Il y aurait donc des concept nés finis et d’autres nés à bricoler.
(Dans les domaines concernant l’humain-humain, tel celui de la médecine, les concepts ne peuvent que naître à bricoler il me semble)
Là-dessus s’ajoute une habitude, probablement née de la confrontation au dogmatisme du Livre, qui aura poussé les Européens qu’il agaçait à n’exposer que leur produit fini et à dissimuler leurs essais et échecs. Ils auront constamment joué les Prométhée capables de faire surgir le machin fini ex nihilo. Très peu d’inventeurs et de découvreurs ont concédé s’être inspirés des camarades. Ils ont le plus souvent adopté le biais de la correction. « Je ne m’inspire pas des copains, je les corrige »

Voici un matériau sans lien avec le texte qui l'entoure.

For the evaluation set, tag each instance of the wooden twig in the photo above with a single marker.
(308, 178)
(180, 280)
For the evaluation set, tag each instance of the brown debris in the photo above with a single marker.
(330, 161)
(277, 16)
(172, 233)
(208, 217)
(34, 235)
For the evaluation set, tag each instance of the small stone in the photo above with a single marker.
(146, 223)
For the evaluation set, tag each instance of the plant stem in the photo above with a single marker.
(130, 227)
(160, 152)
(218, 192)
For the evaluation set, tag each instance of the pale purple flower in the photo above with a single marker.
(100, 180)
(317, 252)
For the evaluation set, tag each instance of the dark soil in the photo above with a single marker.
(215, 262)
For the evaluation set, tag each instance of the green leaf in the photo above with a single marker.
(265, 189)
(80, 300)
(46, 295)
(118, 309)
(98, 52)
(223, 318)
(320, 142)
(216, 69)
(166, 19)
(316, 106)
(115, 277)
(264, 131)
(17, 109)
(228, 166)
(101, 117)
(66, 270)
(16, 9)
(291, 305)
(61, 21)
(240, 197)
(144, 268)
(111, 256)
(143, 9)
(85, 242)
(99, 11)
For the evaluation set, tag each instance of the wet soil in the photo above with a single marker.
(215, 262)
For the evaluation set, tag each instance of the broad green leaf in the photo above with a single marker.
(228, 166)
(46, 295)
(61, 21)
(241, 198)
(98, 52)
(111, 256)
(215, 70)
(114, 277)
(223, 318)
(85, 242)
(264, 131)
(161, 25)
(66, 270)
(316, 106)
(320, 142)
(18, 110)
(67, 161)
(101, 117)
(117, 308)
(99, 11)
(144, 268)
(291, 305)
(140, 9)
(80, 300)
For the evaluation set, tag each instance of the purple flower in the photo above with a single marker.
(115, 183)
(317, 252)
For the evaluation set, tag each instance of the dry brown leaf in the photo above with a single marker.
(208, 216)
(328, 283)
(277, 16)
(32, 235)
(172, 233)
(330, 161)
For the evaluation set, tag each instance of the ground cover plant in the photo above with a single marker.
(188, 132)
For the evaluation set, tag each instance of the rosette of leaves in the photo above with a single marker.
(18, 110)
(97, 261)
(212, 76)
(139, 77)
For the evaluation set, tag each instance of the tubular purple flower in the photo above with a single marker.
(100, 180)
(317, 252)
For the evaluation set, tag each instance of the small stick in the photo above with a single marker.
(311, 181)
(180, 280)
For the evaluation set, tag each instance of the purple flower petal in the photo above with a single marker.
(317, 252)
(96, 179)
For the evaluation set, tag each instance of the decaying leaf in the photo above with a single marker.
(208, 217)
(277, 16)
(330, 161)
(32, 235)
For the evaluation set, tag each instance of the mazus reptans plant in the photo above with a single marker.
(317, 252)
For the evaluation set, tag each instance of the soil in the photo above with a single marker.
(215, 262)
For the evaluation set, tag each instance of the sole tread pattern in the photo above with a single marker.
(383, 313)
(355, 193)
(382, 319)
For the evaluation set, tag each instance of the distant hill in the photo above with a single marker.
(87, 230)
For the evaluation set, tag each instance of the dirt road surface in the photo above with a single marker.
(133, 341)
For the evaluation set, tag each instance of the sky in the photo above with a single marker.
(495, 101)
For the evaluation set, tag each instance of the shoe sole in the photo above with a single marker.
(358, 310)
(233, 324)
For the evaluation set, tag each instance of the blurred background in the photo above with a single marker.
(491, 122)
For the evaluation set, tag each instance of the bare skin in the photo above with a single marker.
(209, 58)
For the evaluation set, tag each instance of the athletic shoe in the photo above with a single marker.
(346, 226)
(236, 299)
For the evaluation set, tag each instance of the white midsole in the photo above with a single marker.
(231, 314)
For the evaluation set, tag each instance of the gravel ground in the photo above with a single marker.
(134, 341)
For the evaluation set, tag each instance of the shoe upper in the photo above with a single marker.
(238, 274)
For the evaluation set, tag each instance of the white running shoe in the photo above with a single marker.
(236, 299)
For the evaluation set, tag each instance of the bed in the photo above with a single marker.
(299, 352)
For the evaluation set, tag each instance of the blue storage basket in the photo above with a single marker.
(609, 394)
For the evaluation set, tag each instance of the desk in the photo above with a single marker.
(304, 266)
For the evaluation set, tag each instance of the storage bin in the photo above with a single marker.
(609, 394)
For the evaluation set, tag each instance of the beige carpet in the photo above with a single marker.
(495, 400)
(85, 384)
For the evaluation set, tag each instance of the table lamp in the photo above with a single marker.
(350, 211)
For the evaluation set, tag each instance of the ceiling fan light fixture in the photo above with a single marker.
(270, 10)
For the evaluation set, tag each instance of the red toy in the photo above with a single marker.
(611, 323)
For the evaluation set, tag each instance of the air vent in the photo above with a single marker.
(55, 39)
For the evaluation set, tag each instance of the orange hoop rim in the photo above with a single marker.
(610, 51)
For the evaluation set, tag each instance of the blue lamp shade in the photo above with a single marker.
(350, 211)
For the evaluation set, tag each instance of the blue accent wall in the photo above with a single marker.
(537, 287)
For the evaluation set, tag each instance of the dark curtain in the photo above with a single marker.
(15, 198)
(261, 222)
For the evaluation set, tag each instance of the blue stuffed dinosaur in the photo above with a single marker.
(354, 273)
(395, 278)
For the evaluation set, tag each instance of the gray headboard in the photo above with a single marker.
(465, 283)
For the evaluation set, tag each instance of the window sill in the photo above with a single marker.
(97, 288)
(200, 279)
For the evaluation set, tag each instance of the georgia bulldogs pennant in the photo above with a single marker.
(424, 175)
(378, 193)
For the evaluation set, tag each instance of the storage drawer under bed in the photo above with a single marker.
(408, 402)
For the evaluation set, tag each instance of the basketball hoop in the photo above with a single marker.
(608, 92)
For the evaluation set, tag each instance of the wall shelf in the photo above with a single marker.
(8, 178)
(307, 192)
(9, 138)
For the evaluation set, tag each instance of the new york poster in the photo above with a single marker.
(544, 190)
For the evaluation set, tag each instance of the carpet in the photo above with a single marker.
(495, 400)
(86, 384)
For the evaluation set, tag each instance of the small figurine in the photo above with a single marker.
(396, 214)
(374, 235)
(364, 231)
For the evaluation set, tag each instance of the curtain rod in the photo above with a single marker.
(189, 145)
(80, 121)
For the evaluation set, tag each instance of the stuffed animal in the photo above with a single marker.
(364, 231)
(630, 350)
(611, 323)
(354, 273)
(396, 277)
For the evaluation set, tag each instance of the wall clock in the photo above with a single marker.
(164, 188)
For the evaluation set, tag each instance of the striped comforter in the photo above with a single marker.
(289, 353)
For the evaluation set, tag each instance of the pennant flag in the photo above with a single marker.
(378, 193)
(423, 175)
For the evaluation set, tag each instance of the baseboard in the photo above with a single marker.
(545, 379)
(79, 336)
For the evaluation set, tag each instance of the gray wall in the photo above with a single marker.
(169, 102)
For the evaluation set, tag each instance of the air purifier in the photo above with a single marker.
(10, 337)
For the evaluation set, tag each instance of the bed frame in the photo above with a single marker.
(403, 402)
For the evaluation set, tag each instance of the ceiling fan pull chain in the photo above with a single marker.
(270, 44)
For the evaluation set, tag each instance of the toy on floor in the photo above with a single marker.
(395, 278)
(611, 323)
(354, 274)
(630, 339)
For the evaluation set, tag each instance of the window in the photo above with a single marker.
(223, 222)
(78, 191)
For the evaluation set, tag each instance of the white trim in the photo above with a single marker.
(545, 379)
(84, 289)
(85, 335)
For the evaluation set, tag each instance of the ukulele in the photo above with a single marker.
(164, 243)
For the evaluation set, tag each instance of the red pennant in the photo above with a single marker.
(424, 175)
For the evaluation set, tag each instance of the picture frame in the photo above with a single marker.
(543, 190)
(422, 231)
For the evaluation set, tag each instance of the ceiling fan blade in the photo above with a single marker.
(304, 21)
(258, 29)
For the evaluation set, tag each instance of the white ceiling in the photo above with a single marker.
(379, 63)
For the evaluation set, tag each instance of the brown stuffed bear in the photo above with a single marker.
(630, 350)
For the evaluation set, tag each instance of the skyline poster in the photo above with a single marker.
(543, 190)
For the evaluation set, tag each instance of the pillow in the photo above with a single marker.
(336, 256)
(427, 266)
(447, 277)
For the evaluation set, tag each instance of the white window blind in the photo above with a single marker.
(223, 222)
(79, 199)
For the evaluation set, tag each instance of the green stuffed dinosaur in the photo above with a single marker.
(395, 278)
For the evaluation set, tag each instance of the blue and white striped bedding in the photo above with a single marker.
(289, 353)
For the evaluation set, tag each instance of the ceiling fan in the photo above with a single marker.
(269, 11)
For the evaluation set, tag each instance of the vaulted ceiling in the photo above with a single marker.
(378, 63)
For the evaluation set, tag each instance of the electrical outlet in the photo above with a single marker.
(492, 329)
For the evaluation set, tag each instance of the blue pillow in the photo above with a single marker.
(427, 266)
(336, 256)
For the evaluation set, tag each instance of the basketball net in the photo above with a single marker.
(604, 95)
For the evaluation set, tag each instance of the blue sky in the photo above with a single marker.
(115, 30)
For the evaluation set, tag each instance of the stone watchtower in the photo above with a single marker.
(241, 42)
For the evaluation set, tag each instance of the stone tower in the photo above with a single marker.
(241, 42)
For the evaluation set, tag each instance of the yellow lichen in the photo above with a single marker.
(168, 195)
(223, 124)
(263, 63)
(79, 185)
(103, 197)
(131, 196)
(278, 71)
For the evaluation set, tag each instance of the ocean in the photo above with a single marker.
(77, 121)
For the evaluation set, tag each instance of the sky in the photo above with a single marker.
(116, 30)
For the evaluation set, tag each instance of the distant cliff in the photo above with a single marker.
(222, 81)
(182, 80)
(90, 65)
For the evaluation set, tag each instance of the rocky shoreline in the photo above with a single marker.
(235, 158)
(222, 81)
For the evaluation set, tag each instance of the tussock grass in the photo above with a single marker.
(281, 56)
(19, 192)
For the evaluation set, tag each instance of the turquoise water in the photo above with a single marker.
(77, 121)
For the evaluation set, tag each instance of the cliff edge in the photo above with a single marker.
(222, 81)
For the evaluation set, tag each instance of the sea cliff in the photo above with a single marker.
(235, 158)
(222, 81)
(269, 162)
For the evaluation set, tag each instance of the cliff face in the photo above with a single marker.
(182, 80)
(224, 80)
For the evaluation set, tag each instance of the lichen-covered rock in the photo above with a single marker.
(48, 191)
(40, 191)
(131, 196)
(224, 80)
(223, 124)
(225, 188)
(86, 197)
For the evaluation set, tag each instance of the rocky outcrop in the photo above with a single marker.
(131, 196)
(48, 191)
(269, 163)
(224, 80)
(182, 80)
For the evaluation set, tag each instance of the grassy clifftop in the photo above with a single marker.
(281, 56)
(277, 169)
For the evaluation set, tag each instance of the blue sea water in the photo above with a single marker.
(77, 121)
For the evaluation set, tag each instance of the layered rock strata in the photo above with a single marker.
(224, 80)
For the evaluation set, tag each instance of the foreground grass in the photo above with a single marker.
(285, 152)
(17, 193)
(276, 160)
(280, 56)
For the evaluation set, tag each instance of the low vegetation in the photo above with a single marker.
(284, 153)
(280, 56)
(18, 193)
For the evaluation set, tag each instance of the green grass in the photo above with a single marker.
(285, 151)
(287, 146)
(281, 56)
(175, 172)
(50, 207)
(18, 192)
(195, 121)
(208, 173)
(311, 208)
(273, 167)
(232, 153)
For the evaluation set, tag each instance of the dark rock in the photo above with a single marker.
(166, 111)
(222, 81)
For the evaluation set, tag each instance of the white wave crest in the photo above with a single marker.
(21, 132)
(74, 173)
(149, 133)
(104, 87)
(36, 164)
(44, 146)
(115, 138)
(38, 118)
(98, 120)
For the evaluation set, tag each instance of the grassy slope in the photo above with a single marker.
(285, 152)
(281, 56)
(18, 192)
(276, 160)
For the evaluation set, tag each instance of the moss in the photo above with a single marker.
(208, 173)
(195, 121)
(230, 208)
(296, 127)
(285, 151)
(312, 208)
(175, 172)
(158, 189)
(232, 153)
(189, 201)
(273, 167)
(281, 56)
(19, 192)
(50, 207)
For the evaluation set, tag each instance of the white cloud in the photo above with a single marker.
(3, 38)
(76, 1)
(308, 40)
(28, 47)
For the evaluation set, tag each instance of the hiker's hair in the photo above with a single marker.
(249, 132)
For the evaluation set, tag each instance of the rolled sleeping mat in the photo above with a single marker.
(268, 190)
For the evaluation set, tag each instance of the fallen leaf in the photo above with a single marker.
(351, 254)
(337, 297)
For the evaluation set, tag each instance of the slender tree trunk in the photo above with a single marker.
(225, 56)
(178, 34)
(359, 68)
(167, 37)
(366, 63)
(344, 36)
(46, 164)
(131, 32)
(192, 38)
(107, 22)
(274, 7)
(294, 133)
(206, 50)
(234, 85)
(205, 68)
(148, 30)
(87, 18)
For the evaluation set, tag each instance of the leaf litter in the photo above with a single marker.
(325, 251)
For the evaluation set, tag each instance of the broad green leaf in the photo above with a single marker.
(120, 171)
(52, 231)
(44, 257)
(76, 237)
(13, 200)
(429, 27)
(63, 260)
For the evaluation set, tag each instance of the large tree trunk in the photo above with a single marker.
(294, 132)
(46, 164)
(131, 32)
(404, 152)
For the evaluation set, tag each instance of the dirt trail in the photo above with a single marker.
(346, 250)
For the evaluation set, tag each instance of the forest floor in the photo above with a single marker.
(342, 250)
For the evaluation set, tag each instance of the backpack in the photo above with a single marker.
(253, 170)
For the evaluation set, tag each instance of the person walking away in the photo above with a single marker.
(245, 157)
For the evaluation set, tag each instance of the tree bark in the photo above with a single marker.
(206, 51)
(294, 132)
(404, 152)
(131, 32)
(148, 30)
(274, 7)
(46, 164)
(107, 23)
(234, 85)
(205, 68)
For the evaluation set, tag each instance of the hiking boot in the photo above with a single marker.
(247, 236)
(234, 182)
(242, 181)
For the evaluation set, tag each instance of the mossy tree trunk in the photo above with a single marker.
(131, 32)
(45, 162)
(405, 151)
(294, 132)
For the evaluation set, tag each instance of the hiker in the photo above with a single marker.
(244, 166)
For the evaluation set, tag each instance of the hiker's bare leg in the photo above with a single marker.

La nobélisation n’arrangeant pas cette manie.
Ici, chacun commence son installation par un magistral « Il se trompe, il a tort »
Ici, on bricole, évidemment qu’on bricole, mais dans sa cave.
Ici on dénie le bricolage et c’est dommage.
Ainsi, nos inventions parcourent-elles régulièrement le chemin cave - salon - grenier. Alors qu’ailleurs, on explore dans la rue. Il y a des peuples sans caves et dont l’atelier est la rue. Il va sans dire qu’ils ne versent alors pas dans l’élitisme par le prométhéisme.
Mon propos, sur ce papier de Dany, est de dire que l’Ecole dissimule ce fait aux étudiants et que ça les conduit à ne croire qu’au surgissement du PAC.
« Soit t’as tout de suite tout le bidule en tête et ça le fait, soit laisse béton »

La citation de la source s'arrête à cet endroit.